Быстро повернувшись на каблуках, Леонид исчез. Я побежала в гримерку. «Это шоу-биз, детка!» В который раз я слышу эту фразу! Актер на сцене и в жизни – это два разных, подчас полярно разных, человека. Никогда бы не поверила, что Борисеев способен утешать поломойку! А он, оказывается, добрый, милый человек…
Увидав меня, Глафира заорала:
– Таняша!
Я вздрогнула: что опять?
– Милая, прости, прости, прости…
Я попятилась к двери, но хозяйка бросилась мне на шею.
– Ну извини, я устала, измучилась. Вот, возьми чистую одежду, суп был замечательный.
Я обняла Глафиру:
– Нет, я сама виновата! Гадкий вышел супешник.
– Великолепный!
– Несъедобный.
– Прости!
– Ты меня извини.
– Я тебя люблю!
– Я тебя тоже!!!
Из глаз Глафиры брызнули слезы, и из моих одновременно тоже. Через секунду мы зарыдали, сжимая друг друга в объятиях. У хозяйки началась истерика, я, кое-как справившись с собой, напоила певицу водой. Но Глаша не успокаивалась. Она плакала в машине и не пришла в себя дома.
В конце концов Свин, который, застав нас в момент обоюдных рыданий, отчего-то не стал материться и драться, принес нам по чашечке приторно сладкого чая и с несвойственной ему заботливостью произнес:
– Вот что, истерички мои, глотайте и ложитесь.
Я залпом осушила чашку, почувствовала разливающееся тепло и моментально заснула прямо в гостиной, сидя в кресле.
Проснулась я от немилосердной боли в спине и сначала не поняла, где нахожусь. Потом вспомнила все: скандал, бурное примирение, истерику Глафиры, чаепитие в гостиной. Нужно встать, умыться, раздеться и лечь в кровать. Спать в кресле оказалось страшно неудобно, у меня свело поясницу.
Кое-как я поднялась, дошла до двери, потянула за ручку и в приоткрывшуюся щель услышала быстрый шепот:
– Эй, осторожней, не разбудите, а то завоет, – говорил незнакомый мне человек.
– Там снотворного килограмм, – очень тихо ответил Свин.
Удивившись, я осторожно прильнула к щелке и увидела Митю, шофера, который нес Глафиру, ноги певицы, обутые в лаковые сапожки, безвольно болтались, руки свесились. Рядом шел Свин. Парочка исчезла на лестничной клетке. Не успела я оценить происходящее, как продюсер вернулся, ведя за руку… Глафиру. Певица поправила темные волосы.

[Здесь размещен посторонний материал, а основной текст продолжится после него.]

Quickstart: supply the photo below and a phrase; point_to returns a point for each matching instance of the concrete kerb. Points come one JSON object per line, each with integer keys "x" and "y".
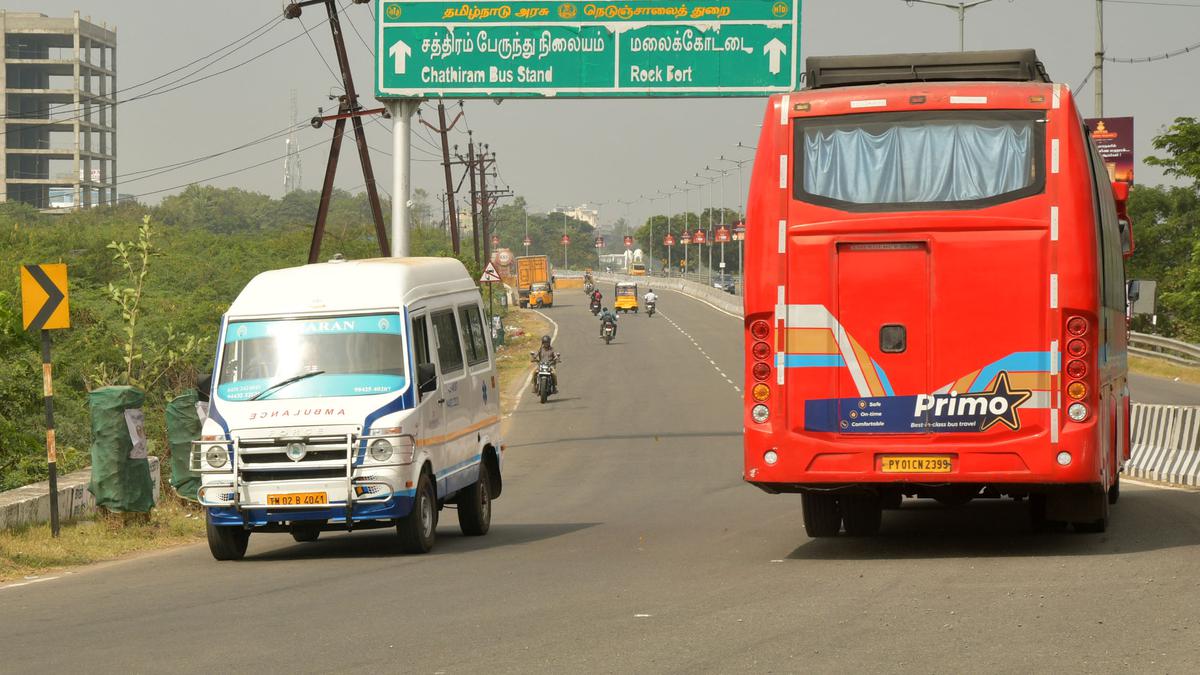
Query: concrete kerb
{"x": 31, "y": 505}
{"x": 1165, "y": 443}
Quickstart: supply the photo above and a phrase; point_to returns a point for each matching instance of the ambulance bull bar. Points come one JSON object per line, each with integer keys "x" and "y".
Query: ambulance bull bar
{"x": 347, "y": 443}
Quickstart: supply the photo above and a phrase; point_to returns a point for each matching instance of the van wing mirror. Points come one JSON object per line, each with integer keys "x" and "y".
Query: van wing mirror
{"x": 426, "y": 378}
{"x": 1143, "y": 296}
{"x": 1121, "y": 195}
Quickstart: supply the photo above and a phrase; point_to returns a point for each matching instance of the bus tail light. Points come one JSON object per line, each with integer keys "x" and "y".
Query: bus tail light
{"x": 1077, "y": 347}
{"x": 1078, "y": 382}
{"x": 761, "y": 351}
{"x": 1077, "y": 369}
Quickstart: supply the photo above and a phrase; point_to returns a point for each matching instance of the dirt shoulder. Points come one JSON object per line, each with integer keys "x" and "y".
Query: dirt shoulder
{"x": 523, "y": 330}
{"x": 31, "y": 551}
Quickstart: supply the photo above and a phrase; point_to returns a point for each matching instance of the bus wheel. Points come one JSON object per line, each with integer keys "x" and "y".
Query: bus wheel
{"x": 475, "y": 505}
{"x": 822, "y": 518}
{"x": 417, "y": 529}
{"x": 227, "y": 542}
{"x": 862, "y": 514}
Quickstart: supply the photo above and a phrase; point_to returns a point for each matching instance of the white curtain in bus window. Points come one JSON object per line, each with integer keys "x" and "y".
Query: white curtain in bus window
{"x": 918, "y": 162}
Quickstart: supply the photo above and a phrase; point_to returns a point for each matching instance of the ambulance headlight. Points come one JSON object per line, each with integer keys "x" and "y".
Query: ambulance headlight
{"x": 381, "y": 449}
{"x": 216, "y": 457}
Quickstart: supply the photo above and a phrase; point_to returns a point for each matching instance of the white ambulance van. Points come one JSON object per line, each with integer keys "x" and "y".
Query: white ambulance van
{"x": 349, "y": 395}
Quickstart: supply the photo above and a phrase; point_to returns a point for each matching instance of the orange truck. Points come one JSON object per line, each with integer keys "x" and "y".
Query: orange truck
{"x": 534, "y": 270}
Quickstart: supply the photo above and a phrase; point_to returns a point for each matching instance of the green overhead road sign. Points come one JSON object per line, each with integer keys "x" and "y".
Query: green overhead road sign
{"x": 636, "y": 48}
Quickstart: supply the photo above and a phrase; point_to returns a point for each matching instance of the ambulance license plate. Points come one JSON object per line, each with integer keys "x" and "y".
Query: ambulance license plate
{"x": 298, "y": 499}
{"x": 916, "y": 464}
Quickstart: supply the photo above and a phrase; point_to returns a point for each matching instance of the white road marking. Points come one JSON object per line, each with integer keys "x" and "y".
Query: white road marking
{"x": 17, "y": 585}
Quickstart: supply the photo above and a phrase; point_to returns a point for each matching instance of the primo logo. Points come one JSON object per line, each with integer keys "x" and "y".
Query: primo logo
{"x": 996, "y": 405}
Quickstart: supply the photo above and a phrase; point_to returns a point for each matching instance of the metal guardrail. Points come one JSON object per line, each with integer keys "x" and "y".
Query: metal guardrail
{"x": 1167, "y": 348}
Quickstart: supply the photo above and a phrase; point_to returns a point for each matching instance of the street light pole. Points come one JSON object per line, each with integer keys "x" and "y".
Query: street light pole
{"x": 960, "y": 7}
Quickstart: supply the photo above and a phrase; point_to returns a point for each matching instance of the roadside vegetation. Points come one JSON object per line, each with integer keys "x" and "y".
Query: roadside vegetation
{"x": 525, "y": 329}
{"x": 148, "y": 288}
{"x": 31, "y": 551}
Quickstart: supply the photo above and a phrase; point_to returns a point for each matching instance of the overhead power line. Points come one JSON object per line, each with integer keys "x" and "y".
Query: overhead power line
{"x": 1165, "y": 55}
{"x": 179, "y": 83}
{"x": 249, "y": 37}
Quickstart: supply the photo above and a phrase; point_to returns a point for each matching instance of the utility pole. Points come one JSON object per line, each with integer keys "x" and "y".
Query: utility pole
{"x": 292, "y": 169}
{"x": 1099, "y": 58}
{"x": 474, "y": 192}
{"x": 485, "y": 211}
{"x": 444, "y": 132}
{"x": 348, "y": 108}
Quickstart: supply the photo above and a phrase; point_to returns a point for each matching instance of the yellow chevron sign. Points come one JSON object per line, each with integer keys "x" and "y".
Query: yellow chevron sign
{"x": 45, "y": 297}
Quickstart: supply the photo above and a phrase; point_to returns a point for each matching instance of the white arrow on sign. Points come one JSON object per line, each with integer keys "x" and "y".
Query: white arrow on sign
{"x": 775, "y": 48}
{"x": 401, "y": 51}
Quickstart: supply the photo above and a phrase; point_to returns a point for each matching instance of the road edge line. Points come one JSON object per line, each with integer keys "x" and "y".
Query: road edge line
{"x": 1157, "y": 485}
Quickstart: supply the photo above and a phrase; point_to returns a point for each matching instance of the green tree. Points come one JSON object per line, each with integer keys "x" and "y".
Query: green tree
{"x": 1181, "y": 142}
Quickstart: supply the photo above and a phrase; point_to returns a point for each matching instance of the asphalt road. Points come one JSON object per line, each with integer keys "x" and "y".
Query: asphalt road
{"x": 625, "y": 541}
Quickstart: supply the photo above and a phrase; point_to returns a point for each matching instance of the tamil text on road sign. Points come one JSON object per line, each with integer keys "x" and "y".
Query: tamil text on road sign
{"x": 586, "y": 49}
{"x": 43, "y": 297}
{"x": 490, "y": 275}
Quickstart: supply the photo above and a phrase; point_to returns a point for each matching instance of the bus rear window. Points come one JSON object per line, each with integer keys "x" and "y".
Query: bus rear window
{"x": 919, "y": 161}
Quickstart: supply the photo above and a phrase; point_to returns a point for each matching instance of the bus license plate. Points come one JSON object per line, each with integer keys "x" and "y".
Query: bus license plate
{"x": 298, "y": 499}
{"x": 919, "y": 464}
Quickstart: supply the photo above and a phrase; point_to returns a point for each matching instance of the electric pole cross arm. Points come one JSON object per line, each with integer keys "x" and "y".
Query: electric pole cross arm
{"x": 347, "y": 108}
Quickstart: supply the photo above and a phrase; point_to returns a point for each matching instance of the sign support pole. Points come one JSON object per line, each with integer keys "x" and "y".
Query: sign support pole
{"x": 401, "y": 172}
{"x": 51, "y": 451}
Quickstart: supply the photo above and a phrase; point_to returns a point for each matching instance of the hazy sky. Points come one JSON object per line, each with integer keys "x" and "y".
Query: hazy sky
{"x": 574, "y": 151}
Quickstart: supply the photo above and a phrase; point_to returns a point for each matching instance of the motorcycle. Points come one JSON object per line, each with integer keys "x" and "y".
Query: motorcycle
{"x": 544, "y": 382}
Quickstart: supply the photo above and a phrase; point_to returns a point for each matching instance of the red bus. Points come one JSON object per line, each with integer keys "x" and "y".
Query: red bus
{"x": 935, "y": 294}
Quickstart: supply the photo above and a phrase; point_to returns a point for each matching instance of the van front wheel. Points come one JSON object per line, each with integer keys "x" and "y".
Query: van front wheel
{"x": 227, "y": 542}
{"x": 475, "y": 505}
{"x": 417, "y": 530}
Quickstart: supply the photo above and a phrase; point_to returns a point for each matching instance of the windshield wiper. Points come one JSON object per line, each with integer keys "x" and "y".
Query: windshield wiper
{"x": 286, "y": 382}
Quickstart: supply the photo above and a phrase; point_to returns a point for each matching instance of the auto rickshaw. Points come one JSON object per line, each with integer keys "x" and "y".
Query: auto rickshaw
{"x": 625, "y": 297}
{"x": 541, "y": 296}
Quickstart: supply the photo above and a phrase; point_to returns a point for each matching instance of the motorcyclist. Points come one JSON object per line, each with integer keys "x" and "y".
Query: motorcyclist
{"x": 547, "y": 354}
{"x": 607, "y": 317}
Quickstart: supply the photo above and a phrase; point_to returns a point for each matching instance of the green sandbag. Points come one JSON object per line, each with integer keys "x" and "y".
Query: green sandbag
{"x": 120, "y": 472}
{"x": 183, "y": 428}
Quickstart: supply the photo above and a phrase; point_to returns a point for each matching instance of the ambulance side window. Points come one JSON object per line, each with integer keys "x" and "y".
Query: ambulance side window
{"x": 420, "y": 342}
{"x": 449, "y": 351}
{"x": 473, "y": 334}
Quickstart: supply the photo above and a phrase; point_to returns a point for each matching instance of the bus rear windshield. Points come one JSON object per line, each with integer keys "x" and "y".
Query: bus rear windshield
{"x": 919, "y": 161}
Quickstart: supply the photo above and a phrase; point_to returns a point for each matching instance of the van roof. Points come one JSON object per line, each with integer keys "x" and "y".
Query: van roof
{"x": 341, "y": 286}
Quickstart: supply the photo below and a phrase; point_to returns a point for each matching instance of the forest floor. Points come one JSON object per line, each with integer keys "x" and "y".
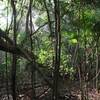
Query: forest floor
{"x": 91, "y": 93}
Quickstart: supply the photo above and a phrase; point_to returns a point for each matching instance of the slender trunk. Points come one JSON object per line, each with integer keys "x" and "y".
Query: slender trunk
{"x": 57, "y": 49}
{"x": 14, "y": 59}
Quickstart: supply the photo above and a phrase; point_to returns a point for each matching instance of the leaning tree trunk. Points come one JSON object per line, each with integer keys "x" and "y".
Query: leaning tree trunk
{"x": 57, "y": 49}
{"x": 14, "y": 62}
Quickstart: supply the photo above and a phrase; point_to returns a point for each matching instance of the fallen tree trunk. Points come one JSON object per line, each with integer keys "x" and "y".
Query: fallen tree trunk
{"x": 8, "y": 46}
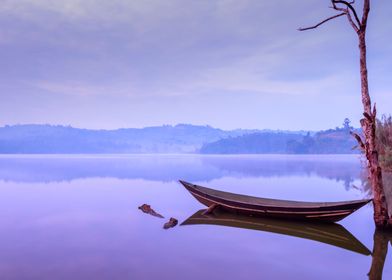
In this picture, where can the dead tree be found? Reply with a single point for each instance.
(368, 123)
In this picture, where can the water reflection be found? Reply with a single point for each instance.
(77, 217)
(57, 168)
(380, 251)
(331, 233)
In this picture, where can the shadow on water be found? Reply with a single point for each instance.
(328, 233)
(380, 251)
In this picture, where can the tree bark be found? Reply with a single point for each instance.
(368, 124)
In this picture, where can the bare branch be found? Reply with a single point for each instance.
(366, 10)
(350, 7)
(322, 22)
(368, 117)
(356, 28)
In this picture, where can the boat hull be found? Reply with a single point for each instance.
(252, 206)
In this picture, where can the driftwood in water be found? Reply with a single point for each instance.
(171, 223)
(148, 210)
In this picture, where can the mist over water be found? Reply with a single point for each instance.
(77, 217)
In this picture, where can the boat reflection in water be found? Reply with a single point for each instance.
(331, 233)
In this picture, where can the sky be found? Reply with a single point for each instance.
(226, 63)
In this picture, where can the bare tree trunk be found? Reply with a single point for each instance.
(368, 123)
(369, 130)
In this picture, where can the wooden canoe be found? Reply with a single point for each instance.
(328, 233)
(265, 207)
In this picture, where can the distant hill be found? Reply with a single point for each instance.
(48, 139)
(334, 141)
(182, 138)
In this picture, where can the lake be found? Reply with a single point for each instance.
(77, 217)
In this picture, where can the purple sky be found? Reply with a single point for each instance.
(226, 63)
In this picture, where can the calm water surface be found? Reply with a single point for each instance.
(77, 217)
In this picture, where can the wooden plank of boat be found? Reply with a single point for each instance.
(328, 233)
(266, 207)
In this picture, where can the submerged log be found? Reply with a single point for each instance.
(171, 223)
(148, 210)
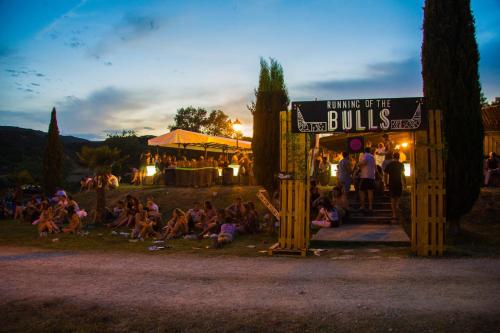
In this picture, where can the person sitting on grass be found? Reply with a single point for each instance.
(32, 210)
(143, 226)
(327, 216)
(45, 223)
(195, 217)
(74, 221)
(250, 223)
(113, 181)
(176, 226)
(209, 223)
(236, 211)
(227, 233)
(126, 217)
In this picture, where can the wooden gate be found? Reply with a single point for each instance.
(294, 230)
(427, 193)
(428, 189)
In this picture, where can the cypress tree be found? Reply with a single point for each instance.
(53, 157)
(451, 83)
(271, 98)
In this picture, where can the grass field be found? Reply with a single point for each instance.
(480, 237)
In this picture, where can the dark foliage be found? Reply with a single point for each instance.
(271, 99)
(53, 157)
(199, 120)
(451, 83)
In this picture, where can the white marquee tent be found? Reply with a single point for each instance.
(197, 141)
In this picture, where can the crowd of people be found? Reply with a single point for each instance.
(197, 172)
(90, 183)
(144, 220)
(491, 169)
(62, 214)
(377, 170)
(50, 215)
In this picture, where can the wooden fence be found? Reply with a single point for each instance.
(294, 232)
(428, 189)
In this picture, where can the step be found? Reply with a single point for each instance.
(360, 235)
(376, 212)
(375, 205)
(368, 220)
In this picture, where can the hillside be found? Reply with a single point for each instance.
(22, 149)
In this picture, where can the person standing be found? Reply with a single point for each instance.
(380, 154)
(367, 179)
(492, 168)
(344, 171)
(396, 174)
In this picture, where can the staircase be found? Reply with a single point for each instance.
(362, 228)
(381, 214)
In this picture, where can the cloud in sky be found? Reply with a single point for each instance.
(132, 64)
(397, 78)
(131, 28)
(106, 108)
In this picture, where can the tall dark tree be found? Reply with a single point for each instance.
(271, 98)
(190, 119)
(219, 124)
(53, 157)
(451, 83)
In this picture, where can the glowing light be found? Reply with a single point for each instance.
(407, 169)
(150, 170)
(333, 170)
(236, 169)
(237, 125)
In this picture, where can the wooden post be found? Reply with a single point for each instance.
(428, 188)
(294, 190)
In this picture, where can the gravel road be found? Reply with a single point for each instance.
(251, 294)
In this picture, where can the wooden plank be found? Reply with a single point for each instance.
(289, 212)
(413, 195)
(441, 177)
(283, 213)
(421, 192)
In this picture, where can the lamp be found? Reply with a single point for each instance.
(150, 170)
(237, 129)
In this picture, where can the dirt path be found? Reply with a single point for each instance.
(393, 294)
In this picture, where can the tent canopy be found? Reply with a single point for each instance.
(197, 141)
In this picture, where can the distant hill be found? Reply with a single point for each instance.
(22, 149)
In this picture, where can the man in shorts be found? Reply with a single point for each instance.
(367, 179)
(396, 174)
(344, 171)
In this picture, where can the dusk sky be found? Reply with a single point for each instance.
(113, 65)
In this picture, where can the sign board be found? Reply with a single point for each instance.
(268, 205)
(355, 144)
(358, 115)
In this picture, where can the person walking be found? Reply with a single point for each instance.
(367, 179)
(344, 171)
(396, 174)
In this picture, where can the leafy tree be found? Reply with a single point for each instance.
(219, 124)
(53, 157)
(100, 161)
(271, 98)
(190, 119)
(451, 83)
(20, 178)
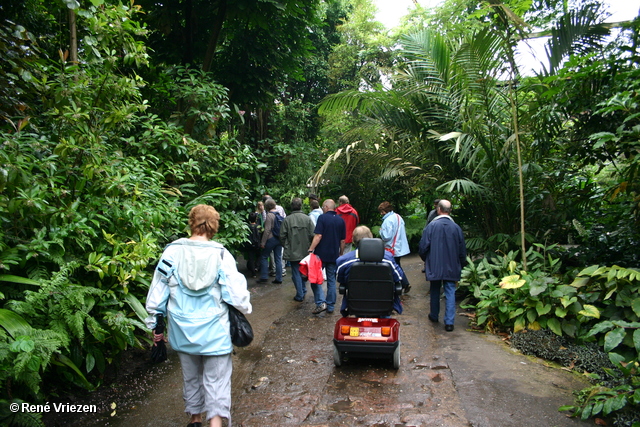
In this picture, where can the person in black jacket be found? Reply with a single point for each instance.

– Все усекла, лапа? – спросил Свин.
– Ага.
– Помнишь, как действовать?
– Да.
– Тогда вперед и с песней, – велел Семен.
Глаша скрылась в конце коридора, Свин вышел на лестницу, щелкнул замок. Я подождала пару минут, потом пошла к себе. Что у нас происходит? Сначала хозяйку, крепко спящую, выносят из квартиры, а через секунду она возвращается, бодрая и бойкая. Но обдумать случившееся не получилось, сон свалил меня с ног.
– Танька, Танька, ну где же ты? – долетело до меня сквозь дрему.
Я села, схватила халат и понеслась в спальню к Глафире.
– Ванну и кофе, – принялась командовать хозяйка.
Я дернула в разные стороны шторы. Яркий свет залил комнату.
– Закрой, – заорала Глафира и мигом натянула одеяло на лицо, – глаза болят! Дай тапки.
Я быстренько поставила у кровати пантофли. Глаша встала, я слегка удивилась, певица вроде была вчера выше ростом, хотя она постоянно на каблуках.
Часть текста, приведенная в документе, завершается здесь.